Do you know why “clReleaseMemObj” take so much time?
Is it a Nvidia issue or is it the same on ATI GPU?
Do you know an other way faster to unallocated memory?

Thanks a lot.

When you say “as much time than “clEnqueueReadBuffer””, do you mean a blocking or non-blocking read?

clReleaseMemObj should be instant. (All it does is reduce the reference count of the mem object by one.) However, this does not guarantee that the memory is freed. That will depend on whether other things are using the memory object (executing kernels, copies, etc.) and when the resource manager for the device gets around to freeing it. If clReleaseMemObject is not instant then there is a performance bug in the driver you’re using. Which vendor’s driver is this?

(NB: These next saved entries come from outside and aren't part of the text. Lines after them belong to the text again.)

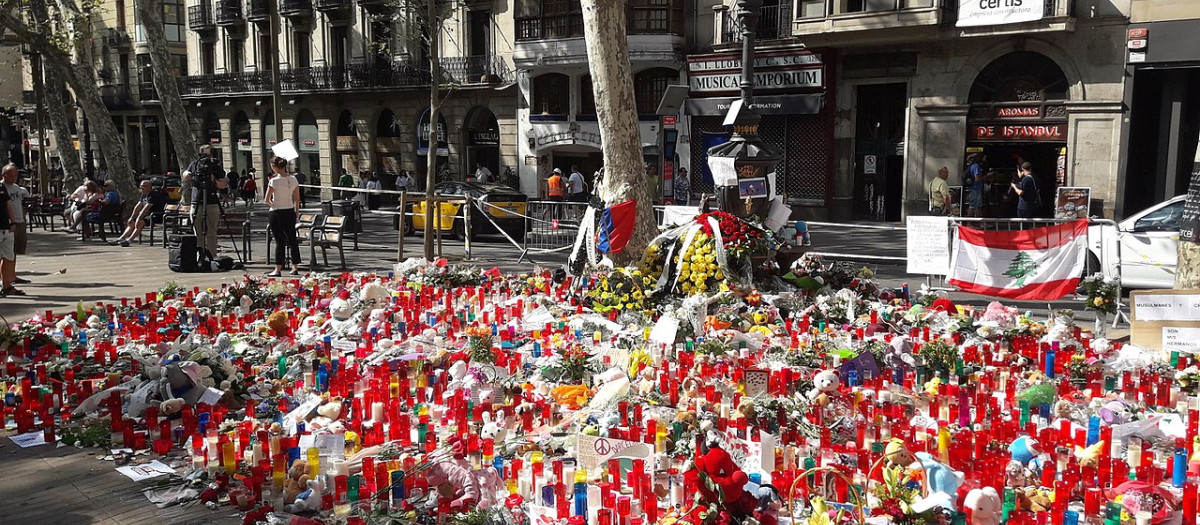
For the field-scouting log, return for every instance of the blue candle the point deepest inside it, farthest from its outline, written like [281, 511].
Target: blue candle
[1180, 472]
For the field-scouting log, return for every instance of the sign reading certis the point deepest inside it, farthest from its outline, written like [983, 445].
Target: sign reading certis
[1048, 133]
[997, 12]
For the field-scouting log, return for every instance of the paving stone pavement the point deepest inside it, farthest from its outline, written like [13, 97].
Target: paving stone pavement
[65, 270]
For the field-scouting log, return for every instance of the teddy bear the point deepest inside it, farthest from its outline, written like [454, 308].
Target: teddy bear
[983, 506]
[941, 478]
[277, 321]
[373, 293]
[825, 385]
[732, 498]
[311, 499]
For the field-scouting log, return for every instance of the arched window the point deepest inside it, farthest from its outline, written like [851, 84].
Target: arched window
[587, 97]
[551, 95]
[1020, 77]
[649, 85]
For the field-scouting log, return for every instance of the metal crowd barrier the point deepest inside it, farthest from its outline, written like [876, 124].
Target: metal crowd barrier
[552, 225]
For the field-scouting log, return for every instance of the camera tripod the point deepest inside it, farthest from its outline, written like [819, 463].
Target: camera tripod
[205, 258]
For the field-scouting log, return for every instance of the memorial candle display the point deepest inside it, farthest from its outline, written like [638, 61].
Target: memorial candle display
[438, 393]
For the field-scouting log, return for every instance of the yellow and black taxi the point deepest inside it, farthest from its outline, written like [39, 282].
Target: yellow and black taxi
[504, 205]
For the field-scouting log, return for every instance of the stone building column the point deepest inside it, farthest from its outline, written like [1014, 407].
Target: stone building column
[937, 138]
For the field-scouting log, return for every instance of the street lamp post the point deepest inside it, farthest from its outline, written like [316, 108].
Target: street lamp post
[751, 157]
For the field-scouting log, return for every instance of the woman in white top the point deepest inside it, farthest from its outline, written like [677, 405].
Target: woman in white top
[283, 198]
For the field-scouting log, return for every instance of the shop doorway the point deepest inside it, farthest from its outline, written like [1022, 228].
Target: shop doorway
[347, 146]
[1000, 166]
[244, 152]
[483, 138]
[879, 150]
[1018, 114]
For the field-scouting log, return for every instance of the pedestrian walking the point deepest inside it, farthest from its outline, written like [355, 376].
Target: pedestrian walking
[283, 199]
[1029, 197]
[576, 186]
[940, 193]
[17, 195]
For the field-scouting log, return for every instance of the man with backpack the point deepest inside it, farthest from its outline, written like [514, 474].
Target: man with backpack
[208, 179]
[1029, 198]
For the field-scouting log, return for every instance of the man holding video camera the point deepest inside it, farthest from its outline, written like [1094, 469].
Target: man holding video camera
[208, 179]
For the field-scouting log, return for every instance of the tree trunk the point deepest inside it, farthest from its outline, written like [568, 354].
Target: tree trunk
[166, 82]
[1187, 270]
[431, 152]
[612, 85]
[57, 108]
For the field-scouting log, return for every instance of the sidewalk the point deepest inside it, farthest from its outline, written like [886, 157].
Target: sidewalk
[65, 270]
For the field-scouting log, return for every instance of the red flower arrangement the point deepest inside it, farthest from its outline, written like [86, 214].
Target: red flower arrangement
[738, 236]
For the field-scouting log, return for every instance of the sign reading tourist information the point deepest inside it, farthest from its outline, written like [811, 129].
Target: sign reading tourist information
[775, 72]
[997, 12]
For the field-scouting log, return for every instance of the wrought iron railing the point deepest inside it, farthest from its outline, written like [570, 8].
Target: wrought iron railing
[774, 22]
[331, 5]
[147, 92]
[229, 12]
[199, 16]
[567, 25]
[118, 38]
[293, 7]
[258, 10]
[475, 70]
[324, 78]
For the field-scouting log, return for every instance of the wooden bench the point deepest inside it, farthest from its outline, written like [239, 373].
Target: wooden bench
[108, 219]
[328, 235]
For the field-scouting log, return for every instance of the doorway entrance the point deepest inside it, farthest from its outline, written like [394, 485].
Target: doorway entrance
[879, 150]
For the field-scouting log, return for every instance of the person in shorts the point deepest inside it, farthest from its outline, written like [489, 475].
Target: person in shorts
[17, 197]
[7, 247]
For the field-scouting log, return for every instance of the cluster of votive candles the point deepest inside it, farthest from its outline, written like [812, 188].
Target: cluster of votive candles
[394, 402]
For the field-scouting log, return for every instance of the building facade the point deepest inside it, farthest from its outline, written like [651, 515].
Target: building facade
[556, 113]
[125, 78]
[1162, 59]
[355, 86]
[869, 98]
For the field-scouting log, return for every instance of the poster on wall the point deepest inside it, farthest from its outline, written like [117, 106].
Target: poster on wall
[997, 12]
[955, 201]
[1073, 203]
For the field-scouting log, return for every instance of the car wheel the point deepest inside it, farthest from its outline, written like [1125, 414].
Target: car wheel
[459, 230]
[1092, 265]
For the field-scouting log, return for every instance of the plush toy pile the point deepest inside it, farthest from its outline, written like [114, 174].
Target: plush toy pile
[450, 394]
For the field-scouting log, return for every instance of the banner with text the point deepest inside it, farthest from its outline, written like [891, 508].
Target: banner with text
[997, 12]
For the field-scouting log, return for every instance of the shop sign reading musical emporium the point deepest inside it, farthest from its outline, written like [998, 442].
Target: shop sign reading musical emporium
[777, 72]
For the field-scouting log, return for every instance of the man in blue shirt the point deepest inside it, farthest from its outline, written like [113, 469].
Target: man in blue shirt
[973, 181]
[1026, 193]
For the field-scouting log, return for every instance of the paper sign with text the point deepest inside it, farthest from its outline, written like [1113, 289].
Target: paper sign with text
[595, 451]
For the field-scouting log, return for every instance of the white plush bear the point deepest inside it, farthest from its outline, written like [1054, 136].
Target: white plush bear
[825, 384]
[983, 506]
[373, 293]
[341, 309]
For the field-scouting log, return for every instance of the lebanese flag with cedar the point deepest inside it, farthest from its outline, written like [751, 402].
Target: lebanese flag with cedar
[1042, 264]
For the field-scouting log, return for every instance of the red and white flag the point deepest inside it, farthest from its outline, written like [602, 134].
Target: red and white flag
[1043, 264]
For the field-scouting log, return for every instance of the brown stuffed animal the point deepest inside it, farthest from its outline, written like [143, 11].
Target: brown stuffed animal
[279, 323]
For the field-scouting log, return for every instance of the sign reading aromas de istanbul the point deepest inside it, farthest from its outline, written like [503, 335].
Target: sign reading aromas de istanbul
[996, 12]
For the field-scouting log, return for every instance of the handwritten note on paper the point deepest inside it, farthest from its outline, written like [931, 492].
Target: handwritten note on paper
[1181, 339]
[929, 245]
[594, 451]
[147, 471]
[31, 439]
[1173, 307]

Sorry, I was long to reappear. :oops:

Issues disappear vith new driver CUDA 3.0 by Nvidia. So it was obviously a driver problem.

thanks for your help!!!

I’m experiencing the same issue.

Though I’m using C++ binding (cl.hpp and cl::Buffer defined in it), it should make essentially no difference.

(i) If I call clReleaseMemObject right after a series of kernel execution, it takes 0.17 seconds.

(ii) If I call clEnqueueReadBuffer(blocking) between kernels and clReleaseMemObject, clEnqueueReadBuffer takes 0.17 seconds and clReleaseMemObject takes only negligible time (1e-5 sec).

So apparently clReleaseMemObject waits for kernels to finish.
Do you have any ideas?

CUDA version: 4.2